23rd December 2007
Doctor Who fined by Commission for Specieal Equality
The Doctor in an incident he claims justified his remarks |
Describing it as "the most blatant and deeply ingrained" case of discrimination it had ever come across, the CSE said that the Timelord had "a cavalier attitude" in his views to non-human species and was "a corrupting influence" on the minds of young viewers.
Institutional
Tribunal chairbeing Snarflefax Mustard said: "In all my years as with the CSE, I have never come across a person, alien or gestalt blob that was not only such an ingrained specieist, but encouraged others to do so with such reckless abandon.
"We hope that the size of the fine will make the Doctor think twice the next time he labels an entire species as 'evil' or encourages a protégé to plot the destruction of individual beings merely because they are part of a species that the Doctor has a personal war with."
Crazy
Hearing evidence from Daleks, Cybermen and the Slitheen, the commission heard that the Gallifreyan new age traveller had on no less than 100 occasions plotted the destruction of the entire species.
Worse, Mr Mustard said, the Doctor encouraged a range of human companions to join him in his quest for destruction and passed on his discriminatory view of non-human life to them.
One Cyberman, #1235654/Q, said: "Although Cybermen cannot cry, when the Doctor labelled me and my collective as 'evil, just pure evil', it made me weep."
Loony Tunes
The commission said it was "shocked" at the results of this corruption and found him guilty of seven separate offences, four since 2004 and the others from October 2874, January 78,900 and Groombridge 1,001,233.

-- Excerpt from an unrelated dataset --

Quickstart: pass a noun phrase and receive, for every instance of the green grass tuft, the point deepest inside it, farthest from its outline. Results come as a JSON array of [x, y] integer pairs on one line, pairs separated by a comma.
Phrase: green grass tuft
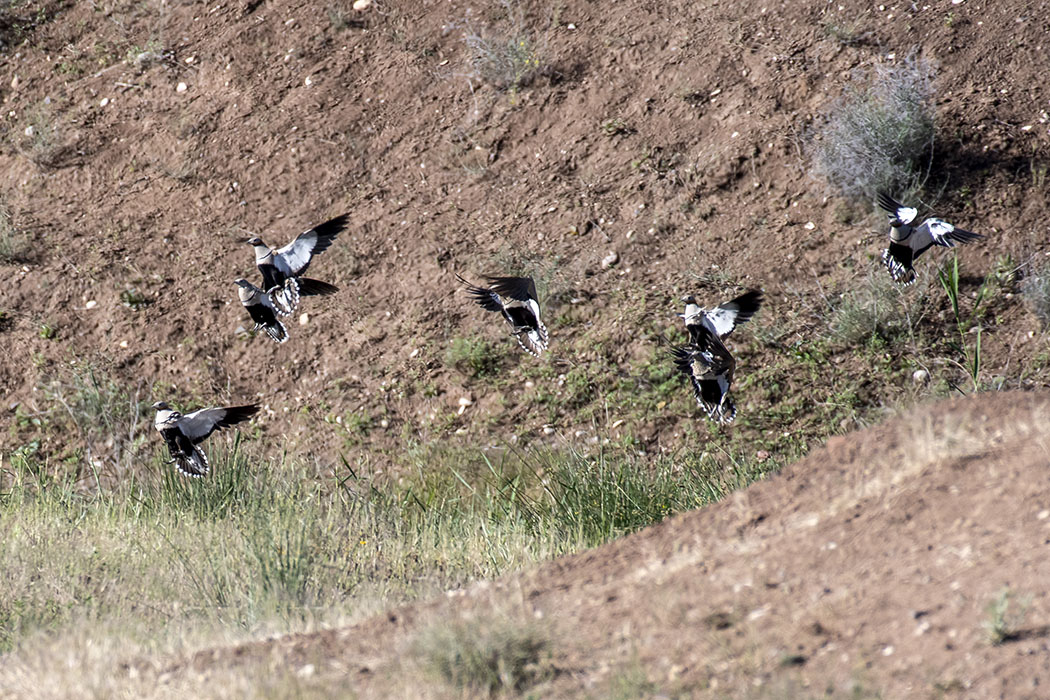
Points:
[[880, 134], [487, 656]]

The tenth, fifth and third doctors were all unavailable to comment, but a recorded message in the blue police box's telephone said that the Doctor "believes with both his hearts that some species are evil" and that the fine would not change his outlook on life.
A spokesbeing for the Daleks welcomed the ruling with a cry of "exterminate! Exterminate!"
The Doctor is due to appear before the Commission for Racial Equality (CRE) next week. The CRE states that while the Doctor seemed to accept that there were non-white humans, he had to "do more" to counter this by including Asian, Indian and Native American minorities, amongst others, in the documentaries of his life.